Following an Ankle Sprain, it is important to create a pain free environment. The keys components have been taught in High School and College Health Classes forever.

 

P----Protection

R----Rest

I-----Ice

C----Compression

E----Elevation

 

    Protection is always a start so that the injury does not re-occur in the days, weeks, and months following the acute episode. The rule of thumb is that the second sprain is always worse than the first. Braces, like those worn after an ankle sprain, are needed until the surrounding muscles get strong again. However, a type of shoe, an orthotic, a pad, some tape, a splint, can also be part of the protection to give crucial “protected weight bearing”. Here an orthotic to stabilize the arch is used to protect the injured posterior tibial tendon which supports the arch. With the orthotic device in place, the injured tendon does not have to work as hard and can mend faster.



Orthotic device used to center the heel in a pronated foot.

 

    Rest is a four lettered word to most athletes, but crucial in minimizing the re-aggravation of the ankle. Rest is created by whatever it takes to make the ankle pain free. This may be crutches, removable cast, ankle brace, limited activity, and/or completely getting off the foot involved.

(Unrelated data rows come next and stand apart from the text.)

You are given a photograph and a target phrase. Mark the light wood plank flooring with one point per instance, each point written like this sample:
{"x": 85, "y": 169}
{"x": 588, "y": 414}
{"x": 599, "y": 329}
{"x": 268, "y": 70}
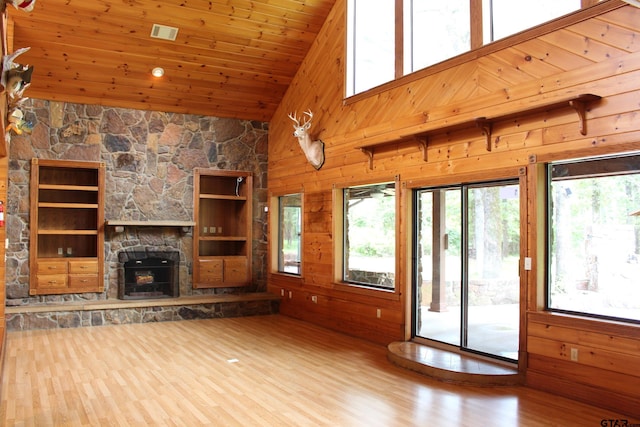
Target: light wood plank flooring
{"x": 250, "y": 371}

I tell the patients that we must use Activity Modification principles, but never use the R word!! The first 4 days after a sprain is the most crucial time to chill out. Yet, since no one can really be sure 100% of the time what is wrong, the first 2 to 3 weeks following a sprain should be relatively pain free.

 

    Ice for 96 hours following a sprain is crucial. Other Anti-Inflammatory Measures are also helpful. Yet, ice is used for months and months in a typical sprain, it is just knowing when to use it that is important. You use it constantly after activity, or for 4 straight days after any flare-up.

 

Compression is also crucial to move swelling out of the swollen area. The product seen below is of Tubigrip, but a common substitute is an Ace Wrap.



The secret to compression is to put more compression below and less compression above the ankle. This may require some tape of some type to hold on the wrap above the ankle. Make sure this tape is not wrapped all the way around and possibly cut off the circulation.

 

Elevation of the foot and ankle even 1 inch off the floor is very beneficial. As long as it is comfortable, and as long as there is swelling, try to elevate the foot and ankle as much as possible. Super Elevation once a day for 30 minutes is very important. Super Elevation is where you lie on the floor and elevate your foot on the wall or couch 3 feet above your heart. Combine this with compression and gentle non painful range of motion of the ankle and the swelling will improve  greatly.

The above is from my book "Secrets to Keep Moving". I hope you will read it to learn how I practice podiatry.

My wife, Patty, and I just got back from a great week in South Lake Tahoe. We had some excitement with an experience with a nearby bear. The sunset was glorious, but the orange/red glow is from the Wildfire nearby! Sad!